What does a business broker do?
A business broker is someone who facilitates the sale of a business between private buyers and sellers. Other titles for a business broker include intermediary and business transfer agent. Business brokers can work as independent consultants or as part of a brokerage firm. Business brokers can carry out a range of key responsibilities, including:
- Preparing company records and analyzing tax data
- Processing escrow
- Appraising the value of a company
- Marketing a company and finding qualified buyers
- Screening the financial viability of businesses for sale
- Explaining laws and regulations
- Completing licensing and permit paperwork
- Structuring deals
- Negotiating a sale price
- Maintaining client confidentiality throughout a potential sale
Do you need a business broker?
While anyone has the ability to buy and sell a business, hiring an honest, experienced business broker is a smart financial move that gives you access to strong business relationships and industry expertise that can get you a much better price when selling your company. Finding buyers and striking a fair deal on your own requires an investment of time, especially for new business owners who are unsure how to research potential buyers and set a valuation on their business.

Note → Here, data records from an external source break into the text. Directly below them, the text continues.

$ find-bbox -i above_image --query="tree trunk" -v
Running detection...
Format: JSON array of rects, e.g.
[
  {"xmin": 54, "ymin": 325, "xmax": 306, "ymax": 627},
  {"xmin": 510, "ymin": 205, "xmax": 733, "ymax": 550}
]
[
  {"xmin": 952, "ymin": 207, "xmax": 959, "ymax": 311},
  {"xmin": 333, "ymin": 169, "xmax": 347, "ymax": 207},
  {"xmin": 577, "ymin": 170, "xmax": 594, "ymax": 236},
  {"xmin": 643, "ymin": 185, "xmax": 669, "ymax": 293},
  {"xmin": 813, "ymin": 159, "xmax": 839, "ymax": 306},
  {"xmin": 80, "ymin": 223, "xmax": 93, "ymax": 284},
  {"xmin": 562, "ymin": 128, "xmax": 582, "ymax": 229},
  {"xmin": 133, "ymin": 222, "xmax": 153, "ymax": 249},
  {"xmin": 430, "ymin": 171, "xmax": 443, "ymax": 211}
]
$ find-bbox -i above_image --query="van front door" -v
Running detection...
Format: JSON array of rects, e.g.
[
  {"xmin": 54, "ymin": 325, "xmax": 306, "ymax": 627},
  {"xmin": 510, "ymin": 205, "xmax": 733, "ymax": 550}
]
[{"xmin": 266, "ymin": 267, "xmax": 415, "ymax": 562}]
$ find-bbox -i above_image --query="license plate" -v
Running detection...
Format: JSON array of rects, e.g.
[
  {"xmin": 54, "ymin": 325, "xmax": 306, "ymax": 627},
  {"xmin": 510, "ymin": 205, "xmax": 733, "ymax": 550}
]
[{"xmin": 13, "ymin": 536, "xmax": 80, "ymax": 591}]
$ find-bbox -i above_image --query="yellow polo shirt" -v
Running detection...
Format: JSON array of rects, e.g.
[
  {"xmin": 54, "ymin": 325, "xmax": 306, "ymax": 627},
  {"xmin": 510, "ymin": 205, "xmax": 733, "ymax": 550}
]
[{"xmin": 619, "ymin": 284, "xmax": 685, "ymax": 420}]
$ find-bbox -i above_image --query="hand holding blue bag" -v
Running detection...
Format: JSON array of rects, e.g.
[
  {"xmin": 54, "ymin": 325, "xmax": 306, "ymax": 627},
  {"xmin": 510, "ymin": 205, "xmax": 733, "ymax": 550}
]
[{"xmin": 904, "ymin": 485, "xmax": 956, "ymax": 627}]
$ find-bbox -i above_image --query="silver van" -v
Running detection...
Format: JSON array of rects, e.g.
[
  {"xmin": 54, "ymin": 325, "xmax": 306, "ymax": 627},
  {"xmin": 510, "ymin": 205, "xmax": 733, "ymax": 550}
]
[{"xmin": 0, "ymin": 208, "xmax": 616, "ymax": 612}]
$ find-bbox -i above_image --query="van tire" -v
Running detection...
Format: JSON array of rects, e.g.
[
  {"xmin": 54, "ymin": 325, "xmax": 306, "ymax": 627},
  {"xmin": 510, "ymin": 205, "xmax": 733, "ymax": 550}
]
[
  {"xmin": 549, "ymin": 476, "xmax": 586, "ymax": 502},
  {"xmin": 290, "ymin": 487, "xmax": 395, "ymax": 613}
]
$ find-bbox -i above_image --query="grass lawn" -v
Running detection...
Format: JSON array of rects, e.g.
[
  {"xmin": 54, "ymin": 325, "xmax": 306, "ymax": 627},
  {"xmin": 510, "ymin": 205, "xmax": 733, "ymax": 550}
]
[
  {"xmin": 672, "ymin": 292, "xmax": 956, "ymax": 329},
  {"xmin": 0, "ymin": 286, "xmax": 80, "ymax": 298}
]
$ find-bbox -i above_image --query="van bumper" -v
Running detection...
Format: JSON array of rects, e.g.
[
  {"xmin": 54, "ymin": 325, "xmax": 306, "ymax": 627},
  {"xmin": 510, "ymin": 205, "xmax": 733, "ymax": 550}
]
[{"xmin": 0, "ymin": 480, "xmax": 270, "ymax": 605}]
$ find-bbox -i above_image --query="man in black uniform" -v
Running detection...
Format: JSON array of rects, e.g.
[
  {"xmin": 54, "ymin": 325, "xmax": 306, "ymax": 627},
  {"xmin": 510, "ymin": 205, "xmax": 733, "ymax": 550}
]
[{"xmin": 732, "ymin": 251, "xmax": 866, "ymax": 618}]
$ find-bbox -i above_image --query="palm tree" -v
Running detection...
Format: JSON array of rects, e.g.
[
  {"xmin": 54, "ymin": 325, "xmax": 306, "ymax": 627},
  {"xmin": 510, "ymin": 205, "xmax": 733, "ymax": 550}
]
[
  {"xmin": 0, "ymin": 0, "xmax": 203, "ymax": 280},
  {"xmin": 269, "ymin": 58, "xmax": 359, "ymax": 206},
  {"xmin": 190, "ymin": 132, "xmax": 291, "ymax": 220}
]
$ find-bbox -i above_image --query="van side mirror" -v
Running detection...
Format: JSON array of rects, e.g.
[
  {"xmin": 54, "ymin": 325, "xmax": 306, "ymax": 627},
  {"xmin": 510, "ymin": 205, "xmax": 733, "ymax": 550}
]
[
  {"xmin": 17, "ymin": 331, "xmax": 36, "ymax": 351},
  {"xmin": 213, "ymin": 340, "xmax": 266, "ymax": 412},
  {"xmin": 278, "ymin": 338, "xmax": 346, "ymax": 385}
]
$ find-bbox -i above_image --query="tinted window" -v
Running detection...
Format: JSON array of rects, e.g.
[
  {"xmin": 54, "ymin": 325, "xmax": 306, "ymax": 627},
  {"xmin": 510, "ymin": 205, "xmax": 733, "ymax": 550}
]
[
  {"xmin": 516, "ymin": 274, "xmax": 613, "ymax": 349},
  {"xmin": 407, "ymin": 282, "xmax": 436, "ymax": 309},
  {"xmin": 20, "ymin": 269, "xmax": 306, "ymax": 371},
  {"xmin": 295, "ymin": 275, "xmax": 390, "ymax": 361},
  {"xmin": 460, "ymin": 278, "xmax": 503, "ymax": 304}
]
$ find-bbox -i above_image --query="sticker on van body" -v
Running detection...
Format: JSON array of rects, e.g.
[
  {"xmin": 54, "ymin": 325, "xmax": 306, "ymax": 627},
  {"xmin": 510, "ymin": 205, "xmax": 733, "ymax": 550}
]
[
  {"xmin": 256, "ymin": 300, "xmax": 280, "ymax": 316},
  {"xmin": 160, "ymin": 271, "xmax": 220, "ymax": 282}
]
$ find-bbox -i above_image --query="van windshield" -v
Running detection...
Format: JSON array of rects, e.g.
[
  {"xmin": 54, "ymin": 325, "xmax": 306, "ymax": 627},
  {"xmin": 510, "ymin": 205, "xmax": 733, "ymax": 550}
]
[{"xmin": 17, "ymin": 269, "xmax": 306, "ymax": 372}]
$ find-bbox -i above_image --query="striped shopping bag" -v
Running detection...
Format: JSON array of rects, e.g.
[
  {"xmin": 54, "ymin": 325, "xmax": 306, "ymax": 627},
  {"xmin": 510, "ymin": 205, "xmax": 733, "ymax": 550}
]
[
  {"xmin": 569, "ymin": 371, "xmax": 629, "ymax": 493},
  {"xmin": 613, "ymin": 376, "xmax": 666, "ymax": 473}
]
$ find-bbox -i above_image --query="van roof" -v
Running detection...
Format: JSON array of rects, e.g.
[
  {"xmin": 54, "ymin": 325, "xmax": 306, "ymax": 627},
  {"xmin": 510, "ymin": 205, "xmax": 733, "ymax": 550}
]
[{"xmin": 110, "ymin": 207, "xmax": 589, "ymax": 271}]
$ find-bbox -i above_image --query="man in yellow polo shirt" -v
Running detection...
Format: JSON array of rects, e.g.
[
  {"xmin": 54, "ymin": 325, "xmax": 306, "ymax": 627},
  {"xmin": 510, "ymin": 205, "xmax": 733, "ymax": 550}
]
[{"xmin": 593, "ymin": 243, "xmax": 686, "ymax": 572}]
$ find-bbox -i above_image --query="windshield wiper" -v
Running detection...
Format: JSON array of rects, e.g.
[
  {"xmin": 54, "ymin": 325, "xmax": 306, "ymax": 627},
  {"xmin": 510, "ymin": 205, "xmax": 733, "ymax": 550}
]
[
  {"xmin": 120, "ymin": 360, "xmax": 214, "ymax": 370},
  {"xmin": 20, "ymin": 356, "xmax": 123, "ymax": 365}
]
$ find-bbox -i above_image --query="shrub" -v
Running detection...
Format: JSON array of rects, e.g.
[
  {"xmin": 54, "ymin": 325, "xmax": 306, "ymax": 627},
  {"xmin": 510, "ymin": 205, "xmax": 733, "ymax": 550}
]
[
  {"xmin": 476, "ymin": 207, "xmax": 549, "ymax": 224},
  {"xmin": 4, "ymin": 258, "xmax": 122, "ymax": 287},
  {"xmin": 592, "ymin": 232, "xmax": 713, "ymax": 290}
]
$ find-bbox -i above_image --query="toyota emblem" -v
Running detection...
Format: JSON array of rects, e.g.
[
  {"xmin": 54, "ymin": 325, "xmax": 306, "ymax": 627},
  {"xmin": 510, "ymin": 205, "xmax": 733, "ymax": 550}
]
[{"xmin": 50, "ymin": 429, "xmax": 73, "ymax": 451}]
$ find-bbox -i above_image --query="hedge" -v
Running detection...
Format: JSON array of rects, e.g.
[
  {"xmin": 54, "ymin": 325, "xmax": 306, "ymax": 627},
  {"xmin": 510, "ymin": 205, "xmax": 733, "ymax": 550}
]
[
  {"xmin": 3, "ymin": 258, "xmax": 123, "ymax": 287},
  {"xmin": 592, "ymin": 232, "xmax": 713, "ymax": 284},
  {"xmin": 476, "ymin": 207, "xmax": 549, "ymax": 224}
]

Related: How to Hire a Business Consultant
How to find the right business broker for your company
To confidently move forward with the sale of your business through a broker, you need to be able to trust their skills, expertise and character. Business brokers often work on commission, so it’s important to work with someone you trust. Follow these steps to help assess a business broker:
1. Know what to look for
Before you even start looking for a broker, make sure you understand the key qualities to look for. These include:
- Transparency: When you ask a broker about who pays their commission and what fees they have, they should give you a direct and honest answer.
- Dedication: Find out if the broker works full-time or part-time. Having a broker that’s dedicated and regularly available is essential for making a smart sale.

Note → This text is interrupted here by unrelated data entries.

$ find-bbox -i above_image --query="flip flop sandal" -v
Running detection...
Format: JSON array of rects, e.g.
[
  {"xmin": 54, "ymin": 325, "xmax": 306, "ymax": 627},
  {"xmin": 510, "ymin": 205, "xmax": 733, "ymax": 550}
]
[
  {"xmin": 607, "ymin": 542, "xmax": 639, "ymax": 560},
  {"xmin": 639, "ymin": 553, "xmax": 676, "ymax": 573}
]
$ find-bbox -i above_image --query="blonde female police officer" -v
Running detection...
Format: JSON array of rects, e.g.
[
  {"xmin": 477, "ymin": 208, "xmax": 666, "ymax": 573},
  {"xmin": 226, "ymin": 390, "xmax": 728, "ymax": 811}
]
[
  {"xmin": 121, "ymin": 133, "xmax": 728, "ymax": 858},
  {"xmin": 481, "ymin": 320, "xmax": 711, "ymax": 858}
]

- Reviews: Look at each broker’s web presence and read through client reviews to get a good idea of their experience and ability to deliver results.

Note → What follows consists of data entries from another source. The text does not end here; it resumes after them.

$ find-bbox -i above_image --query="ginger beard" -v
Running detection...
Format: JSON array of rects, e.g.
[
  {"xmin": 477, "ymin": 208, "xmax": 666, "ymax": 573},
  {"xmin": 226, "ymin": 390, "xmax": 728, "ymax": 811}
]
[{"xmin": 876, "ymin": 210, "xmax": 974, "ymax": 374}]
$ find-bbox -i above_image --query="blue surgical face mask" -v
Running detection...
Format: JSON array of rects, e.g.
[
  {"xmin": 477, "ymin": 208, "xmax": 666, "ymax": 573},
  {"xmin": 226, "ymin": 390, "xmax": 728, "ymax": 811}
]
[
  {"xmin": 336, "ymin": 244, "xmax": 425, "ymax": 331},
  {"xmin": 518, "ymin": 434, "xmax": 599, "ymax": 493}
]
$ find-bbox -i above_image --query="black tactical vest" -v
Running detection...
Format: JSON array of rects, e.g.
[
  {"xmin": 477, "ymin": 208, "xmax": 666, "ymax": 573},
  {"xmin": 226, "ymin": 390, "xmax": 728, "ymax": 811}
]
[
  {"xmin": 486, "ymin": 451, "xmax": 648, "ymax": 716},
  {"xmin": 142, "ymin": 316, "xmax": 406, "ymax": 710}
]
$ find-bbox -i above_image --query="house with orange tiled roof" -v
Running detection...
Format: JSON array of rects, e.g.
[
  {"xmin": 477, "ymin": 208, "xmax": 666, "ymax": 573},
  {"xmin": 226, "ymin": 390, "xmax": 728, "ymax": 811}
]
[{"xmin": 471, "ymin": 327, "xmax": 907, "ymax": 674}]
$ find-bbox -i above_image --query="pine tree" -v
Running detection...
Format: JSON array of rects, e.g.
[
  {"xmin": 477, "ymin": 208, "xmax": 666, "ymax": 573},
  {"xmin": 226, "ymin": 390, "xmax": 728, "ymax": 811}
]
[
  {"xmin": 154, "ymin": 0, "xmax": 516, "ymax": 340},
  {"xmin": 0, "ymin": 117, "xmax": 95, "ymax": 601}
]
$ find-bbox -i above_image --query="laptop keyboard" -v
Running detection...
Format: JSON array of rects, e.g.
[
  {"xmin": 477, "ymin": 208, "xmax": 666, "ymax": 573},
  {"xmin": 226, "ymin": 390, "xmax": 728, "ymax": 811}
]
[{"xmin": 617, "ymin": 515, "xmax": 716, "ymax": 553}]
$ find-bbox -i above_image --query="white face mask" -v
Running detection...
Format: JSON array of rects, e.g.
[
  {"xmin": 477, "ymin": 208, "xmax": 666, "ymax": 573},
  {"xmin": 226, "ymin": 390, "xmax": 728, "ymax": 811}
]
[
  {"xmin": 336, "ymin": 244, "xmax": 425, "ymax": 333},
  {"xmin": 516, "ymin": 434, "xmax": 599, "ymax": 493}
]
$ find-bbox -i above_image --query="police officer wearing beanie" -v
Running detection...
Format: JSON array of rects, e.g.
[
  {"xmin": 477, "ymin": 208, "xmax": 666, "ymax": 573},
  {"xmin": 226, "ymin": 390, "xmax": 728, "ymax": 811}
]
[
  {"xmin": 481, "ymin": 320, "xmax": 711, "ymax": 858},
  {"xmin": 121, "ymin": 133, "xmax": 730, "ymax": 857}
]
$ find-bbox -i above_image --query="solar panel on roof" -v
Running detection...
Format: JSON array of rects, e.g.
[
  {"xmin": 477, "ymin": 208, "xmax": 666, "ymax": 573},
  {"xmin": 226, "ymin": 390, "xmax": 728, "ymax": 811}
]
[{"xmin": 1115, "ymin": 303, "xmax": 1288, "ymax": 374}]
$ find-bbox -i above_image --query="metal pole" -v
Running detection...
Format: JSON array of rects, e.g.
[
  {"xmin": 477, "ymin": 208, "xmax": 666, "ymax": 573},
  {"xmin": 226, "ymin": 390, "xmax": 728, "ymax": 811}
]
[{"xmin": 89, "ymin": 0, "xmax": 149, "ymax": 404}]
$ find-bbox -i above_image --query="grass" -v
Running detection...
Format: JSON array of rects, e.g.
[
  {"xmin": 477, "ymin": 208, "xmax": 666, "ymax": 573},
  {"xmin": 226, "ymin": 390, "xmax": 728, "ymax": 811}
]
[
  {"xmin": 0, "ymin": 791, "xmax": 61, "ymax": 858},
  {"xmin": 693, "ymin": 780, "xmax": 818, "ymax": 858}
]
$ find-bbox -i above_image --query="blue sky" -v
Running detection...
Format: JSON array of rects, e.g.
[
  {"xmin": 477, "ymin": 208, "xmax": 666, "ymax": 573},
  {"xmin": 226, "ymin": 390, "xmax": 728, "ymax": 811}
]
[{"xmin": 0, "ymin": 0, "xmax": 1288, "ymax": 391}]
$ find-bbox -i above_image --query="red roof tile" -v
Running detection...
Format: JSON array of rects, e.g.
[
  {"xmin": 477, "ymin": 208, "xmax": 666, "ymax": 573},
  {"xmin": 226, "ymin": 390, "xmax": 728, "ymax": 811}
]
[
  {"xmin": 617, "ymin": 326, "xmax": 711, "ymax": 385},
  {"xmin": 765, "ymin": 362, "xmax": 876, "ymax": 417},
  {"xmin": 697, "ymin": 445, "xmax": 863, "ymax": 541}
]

- Marketing abilities: Ask brokers what channels they use to sell businesses aside from their brokerage web page.
- Communication: You need a broker who’s available to respond to questions and quickly engage with potential buyers before the sales window closes. Look for someone who responds quickly to emails and calls, even in the inquiry stage.
2. Research local licensing rules
Each state has its own laws about what licenses business brokers need to operate. Some states do not have a specific business broker license and require business brokers to have a real estate license, while others have no requirements at all. If licensing is available but optional, look for brokers who have put the effort in to get certified.
3. Seek referrals
Your professional contacts can give you a referral to a business broker they have worked with in the past. Reach out to trusted accountants, lawyers and other business owners for recommendations.
4. Browse online directories
The International Business Brokers Association (IBBA) has an online directory with information on qualified business brokers in your area. The IBBA indicates whether a broker is a Certified Business Intermediary—a high-level qualification for brokers who have demonstrated strong ethics and expertise.
Frequently asked questions about business brokers
What does a business broker charge?
Business brokers generally charge a fee of 10% of the overall sale price to the person selling the business. Business brokers may also charge a small fee for specific services like performing a company valuation or preparing a business for sale.
How long does it take for a broker to sell a business?
Business brokers generally take between six months to a year to finalize a sale, but may take more or less time depending on the goals of their client.
What makes a good business broker?
Good business brokers have an analytical mindset, strong negotiation and persuasion skills, expansive industry knowledge and a large professional network.